DESCRIPTION (provided by applicant): This program project brings together an interdisciplinary team of three scientists with unique expertise to functionally target and inhibit human polyomavirus infections. The polyomaviruses in general, and the human polyomaviruses in particular, have been shown to utilize distinct host cell carbohydrates and proteins to infect target cells and tissues. The human polyomavirus JCV is the causative agent of a fatal central nervous system demyelinating disease known as progressive multifocal leukoencephalopathy (PML). The majority of PML cases occur in patients with AIDS but recently PML has also been shown to occur in multiple sclerosis patients being treated with potent immunomodulatory drugs that inhibit immunosurveillance of the CNS. There are currently no drugs in the pipeline that target the virus directly and a major goal of this program is to identify compounds capable of directly inhibiting virus infection. This goal will be accomplished by close collaborative interactions between a team consisting of a polyomavirologist, a structural biologist, and a structural chemist. Project # 1 led by Professor Thilo Stehle will focus on structurally characterizing and identifying sites on the virus that are critical for interacting with host cell surfaces. Project # 2 led by Professor Walter Atwood will introduce site-specific mutations in the virus based on these structures and functionally characterize the mutants for defects in assembly, DNA packaging, cell binding, cell penetration, and infection. Project # 3 led by Professor Dale Mierke will design and synthesize chemical compounds to antagonize virus host cell interactions. These compounds will be functionally screened by Project # 2. The projects will be supported by a chemical synthesis core at Dartmouth College headed by Drs. Mierke and Spaller. An administrative core will be housed at Brown University. The overall goal of this program is to use structural information to derive exquisitely specific inhibitors of polyomavirus infection that are potent, nontoxic, and bioavailable. The three major investigators on the team have built a strong working collaboration that is evidenced by the solid preliminary data supporting this application.
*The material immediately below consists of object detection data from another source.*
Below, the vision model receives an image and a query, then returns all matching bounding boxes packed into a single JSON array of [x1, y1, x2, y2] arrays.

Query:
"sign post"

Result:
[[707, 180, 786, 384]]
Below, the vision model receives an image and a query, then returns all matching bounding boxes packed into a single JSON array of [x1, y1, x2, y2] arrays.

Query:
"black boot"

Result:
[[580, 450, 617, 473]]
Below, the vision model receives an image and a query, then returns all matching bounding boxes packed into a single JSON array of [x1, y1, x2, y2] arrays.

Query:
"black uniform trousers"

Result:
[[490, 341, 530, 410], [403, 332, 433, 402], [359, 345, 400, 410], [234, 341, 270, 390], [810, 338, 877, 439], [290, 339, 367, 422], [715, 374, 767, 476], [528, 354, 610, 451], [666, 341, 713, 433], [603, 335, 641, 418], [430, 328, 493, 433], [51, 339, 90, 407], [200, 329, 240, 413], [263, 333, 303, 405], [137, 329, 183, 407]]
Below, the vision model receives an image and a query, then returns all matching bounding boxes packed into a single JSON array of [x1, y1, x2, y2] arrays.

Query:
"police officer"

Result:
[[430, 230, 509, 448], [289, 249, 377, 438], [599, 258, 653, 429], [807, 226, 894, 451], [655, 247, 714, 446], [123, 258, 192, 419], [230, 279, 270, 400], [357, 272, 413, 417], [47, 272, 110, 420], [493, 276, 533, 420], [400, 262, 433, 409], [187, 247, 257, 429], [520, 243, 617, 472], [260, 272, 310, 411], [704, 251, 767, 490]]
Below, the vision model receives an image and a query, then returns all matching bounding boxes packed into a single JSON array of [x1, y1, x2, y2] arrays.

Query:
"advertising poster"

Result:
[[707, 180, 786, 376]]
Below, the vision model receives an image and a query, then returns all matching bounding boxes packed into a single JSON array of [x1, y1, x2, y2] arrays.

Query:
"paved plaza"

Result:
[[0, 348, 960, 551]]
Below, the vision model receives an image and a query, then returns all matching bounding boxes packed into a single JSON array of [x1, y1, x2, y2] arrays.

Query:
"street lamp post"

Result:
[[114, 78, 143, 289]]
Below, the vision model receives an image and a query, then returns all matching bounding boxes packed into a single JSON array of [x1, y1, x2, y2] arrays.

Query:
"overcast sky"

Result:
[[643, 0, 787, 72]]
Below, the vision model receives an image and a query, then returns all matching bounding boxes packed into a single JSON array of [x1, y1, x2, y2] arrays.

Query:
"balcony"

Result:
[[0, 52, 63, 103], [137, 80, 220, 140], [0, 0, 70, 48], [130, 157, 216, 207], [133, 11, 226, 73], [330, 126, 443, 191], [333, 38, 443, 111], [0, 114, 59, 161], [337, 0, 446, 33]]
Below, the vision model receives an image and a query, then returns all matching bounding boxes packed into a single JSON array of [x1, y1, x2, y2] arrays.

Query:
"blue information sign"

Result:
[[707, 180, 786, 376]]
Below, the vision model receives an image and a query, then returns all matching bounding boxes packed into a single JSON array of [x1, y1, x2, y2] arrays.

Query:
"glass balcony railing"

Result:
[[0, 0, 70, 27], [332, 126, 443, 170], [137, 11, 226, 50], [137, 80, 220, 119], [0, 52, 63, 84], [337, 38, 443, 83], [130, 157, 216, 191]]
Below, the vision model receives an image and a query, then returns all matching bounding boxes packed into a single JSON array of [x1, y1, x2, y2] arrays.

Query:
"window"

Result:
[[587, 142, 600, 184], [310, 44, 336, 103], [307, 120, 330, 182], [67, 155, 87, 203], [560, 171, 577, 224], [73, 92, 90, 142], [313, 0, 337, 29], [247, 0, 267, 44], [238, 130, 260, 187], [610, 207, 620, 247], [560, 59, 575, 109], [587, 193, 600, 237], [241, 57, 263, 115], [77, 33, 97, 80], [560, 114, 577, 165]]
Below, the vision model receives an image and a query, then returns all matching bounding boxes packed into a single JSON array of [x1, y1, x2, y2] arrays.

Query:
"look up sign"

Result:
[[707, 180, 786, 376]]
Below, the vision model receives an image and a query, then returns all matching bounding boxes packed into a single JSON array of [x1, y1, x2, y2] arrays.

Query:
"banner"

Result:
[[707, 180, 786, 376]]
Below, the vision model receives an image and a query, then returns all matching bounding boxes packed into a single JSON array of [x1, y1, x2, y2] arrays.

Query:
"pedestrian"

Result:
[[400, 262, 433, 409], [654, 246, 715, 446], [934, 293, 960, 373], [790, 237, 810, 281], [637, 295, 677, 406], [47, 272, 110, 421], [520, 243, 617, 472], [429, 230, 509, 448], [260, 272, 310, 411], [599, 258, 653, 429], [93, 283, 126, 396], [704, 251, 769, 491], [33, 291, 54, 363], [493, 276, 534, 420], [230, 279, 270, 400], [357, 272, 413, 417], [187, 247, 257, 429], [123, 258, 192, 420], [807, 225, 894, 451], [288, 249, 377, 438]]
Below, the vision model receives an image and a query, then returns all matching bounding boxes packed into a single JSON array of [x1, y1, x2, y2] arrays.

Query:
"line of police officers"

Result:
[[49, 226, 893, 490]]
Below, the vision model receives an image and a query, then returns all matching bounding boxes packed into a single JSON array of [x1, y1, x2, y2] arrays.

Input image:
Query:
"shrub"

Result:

描述（由申请人提供）：该项目汇集了一个由三位科学家组成的跨学科团队，他们具有独特的专业知识，可以功能性地靶向和抑制人类多瘤病毒感染。一般来说，多瘤病毒，特别是人类多瘤病毒，已被证明利用不同的宿主细胞碳水化合物和蛋白质来感染靶细胞和组织。人多瘤病毒JCV是一种致命的中枢神经系统脱髓鞘疾病，即进行性多灶性脑白质病（PML）的病原体。大多数PML病例发生在艾滋病患者中，但最近PML也被证明发生在多发性硬化症患者中，这些患者接受有效的免疫调节药物治疗，抑制中枢神经系统的免疫监视。目前还没有直接针对这种病毒的药物，这个项目的一个主要目标是确定能够直接抑制病毒感染的化合物。这一目标将通过由多瘤病毒学家、结构生物学家和结构化学家组成的团队之间的密切合作来实现。由Thilo Stehle教授领导的项目# 1将专注于结构表征和识别病毒上对与宿主细胞表面相互作用至关重要的位点。由Walter Atwood教授领导的项目# 2将介绍基于这些结构的病毒位点特异性突变，并在功能上表征突变体在组装、DNA包装、细胞结合、细胞渗透和感染方面的缺陷。Dale Mierke教授领导的项目# 3将设计和合成化学化合物来对抗病毒宿主细胞的相互作用。这些化合物将由项目2进行功能筛选。这些项目将由达特茅斯学院的一个化学合成中心提供支持。Mierke和Spaller。行政中心将设在布朗大学。该计划的总体目标是利用结构信息来获得有效、无毒和生物可利用的多瘤病毒感染的精细特异性抑制剂。团队中的三位主要研究人员已经建立了强有力的工作合作关系，支持该应用程序的可靠初步数据证明了这一点。